Они прошли прогулочным шагом по короткой аллейке к дому, и Летти, сидевшая за работой у окна библиотеки, взглянула на них и отвела глаза. В дверях навстречу им появилась огненно-рыжая, коротко стриженная Лиза Брук.

— О-о, привет некоторым, — сказала она, шаловливо покосившись на Джин Тэйлор. Алек прошел прямо к себе, а мисс Тэйлор пошла искать Чармиан. Ей встретились несколько человек; все они ее непринужденно приветствовали. Общество было, что называется, свойское: прогулка с Алеком нынче, летом 1928-го, ей в счет не ставилась, даром что некоторые помнили скандальчик былых дней — их идиллию 1907-го. Только некий бригадир, чужак, приглашенный просто потому, что хозяину было надо с ним посоветоваться на предмет скотоводства, заметил, как они гуляли, и потом спросил на слуху у мисс Тэйлор:

— А что это за дама прохаживалась с Алеком? Как-то я ее раньше не замечал.

И Летти, которая терпеть не могла Джин, однако же чуждалась узколобого снобизма, отозвалась:

— Ах, эта, это горничная Чармиан.

— Оно, конечно, всякое бывает, но боюсь, что прочей прислуге такое не по нутру, — заметил бригадир, нимало не погрешив против истины.

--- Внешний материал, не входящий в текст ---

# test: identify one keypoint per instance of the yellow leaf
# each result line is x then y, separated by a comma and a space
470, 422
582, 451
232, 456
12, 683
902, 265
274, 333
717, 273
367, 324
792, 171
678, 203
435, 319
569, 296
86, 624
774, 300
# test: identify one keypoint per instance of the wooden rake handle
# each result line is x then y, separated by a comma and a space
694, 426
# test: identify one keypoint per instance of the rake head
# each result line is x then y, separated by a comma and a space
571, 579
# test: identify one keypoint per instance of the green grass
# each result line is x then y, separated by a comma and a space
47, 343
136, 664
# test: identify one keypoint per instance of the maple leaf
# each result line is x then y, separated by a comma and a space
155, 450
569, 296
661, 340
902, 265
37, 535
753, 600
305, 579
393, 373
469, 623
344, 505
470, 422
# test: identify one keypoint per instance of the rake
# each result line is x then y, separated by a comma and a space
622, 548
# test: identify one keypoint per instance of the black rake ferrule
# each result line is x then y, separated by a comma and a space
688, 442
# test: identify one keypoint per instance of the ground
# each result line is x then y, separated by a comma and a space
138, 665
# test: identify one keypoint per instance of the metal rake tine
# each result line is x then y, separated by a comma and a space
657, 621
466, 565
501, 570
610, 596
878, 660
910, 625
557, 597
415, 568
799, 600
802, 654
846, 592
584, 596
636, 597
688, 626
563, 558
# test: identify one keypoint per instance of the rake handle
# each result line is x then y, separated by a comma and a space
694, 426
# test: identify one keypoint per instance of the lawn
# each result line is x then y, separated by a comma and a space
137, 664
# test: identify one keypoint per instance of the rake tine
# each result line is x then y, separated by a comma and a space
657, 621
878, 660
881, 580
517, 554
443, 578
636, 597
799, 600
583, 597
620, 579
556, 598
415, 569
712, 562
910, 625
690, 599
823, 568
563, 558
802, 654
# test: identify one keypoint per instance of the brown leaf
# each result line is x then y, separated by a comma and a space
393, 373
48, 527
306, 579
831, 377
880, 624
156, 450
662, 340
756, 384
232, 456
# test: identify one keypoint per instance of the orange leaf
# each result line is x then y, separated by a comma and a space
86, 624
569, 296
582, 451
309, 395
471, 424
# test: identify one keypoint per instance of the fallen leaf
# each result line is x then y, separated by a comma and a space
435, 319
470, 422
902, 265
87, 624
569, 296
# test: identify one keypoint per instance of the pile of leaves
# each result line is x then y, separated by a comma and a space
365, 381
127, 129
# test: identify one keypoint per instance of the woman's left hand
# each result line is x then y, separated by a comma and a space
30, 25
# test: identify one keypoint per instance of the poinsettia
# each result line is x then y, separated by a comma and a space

И все-таки, размышляла Джин Тэйлор, сидя напротив Алека в палате лечебницы Мод Лонг, пожалуй что, он не просто насмешничал. Хоть наполовину, а допытывался всерьез.

— Будь посерьезнее, — сказала она, глядя на свои искореженные артритом руки.

Алек Уорнер посмотрел на часы.

— Тебе пора идти? — спросила она.

— Нет, у меня еще минут десять. Только что через парк ходу битых три четверти часа. У меня, знаешь ли, с временем поневоле туго. Мне ведь уже под восемьдесят.

— Очень я рада, что ты тут ни при чем, Алек — насчет телефонных звонков…

— Друг мой, ну это же все Летти навоображала, неужели непонятно.

— Ох, нет. Два раза ей передавали через Годфри. «Передайте, — говорил некто, — даме Летти, что ее ждет смерть».

— Как, и Годфри тоже слышал? — удивился он. — Ну, тогда это, наверно, какой-нибудь сумасшедший. И что же Годфри? Испугался?

— Тут дама Летти ничего не говорила.

— Ты, ради бога, разузнай, как они реагируют. Только бы полиция не сцапала беднягу раньше времени. Такие могут быть интересные реакции. — Он поднялся.

— Да, Алек, погоди уходить, у меня к тебе еще кое-что.

Он снова сел и положил шляпу обратно на ее тумбочку.

— Ты знаешь миссис Джопабоком?

— Цунами? Супруга Рональда. Невестка Лизы Брук. Семьдесят первый год. Я с нею познакомился на пароходе возле Бискайского залива в тысяча девятьсот тридцатом. Она была…

— Она самая. Она состоит в нашем больничном комитете. Старшая сестра у нас никуда не годится. Все до одной хотят, чтобы ее перевели. Нужно входить в подробности?

— Не нужно, — сказал он. — Ты хочешь, чтобы я поговорил с Цунами.

— Да. Объясни ты ей, что сестра, о которой идет речь, попросту переутомилась, не по силам ей здесь. Недавно с нею даже вышел скандал, но его замяли.

— Сейчас мне с Цунами переговорить не удастся. Она легла на операцию на прошлой неделе.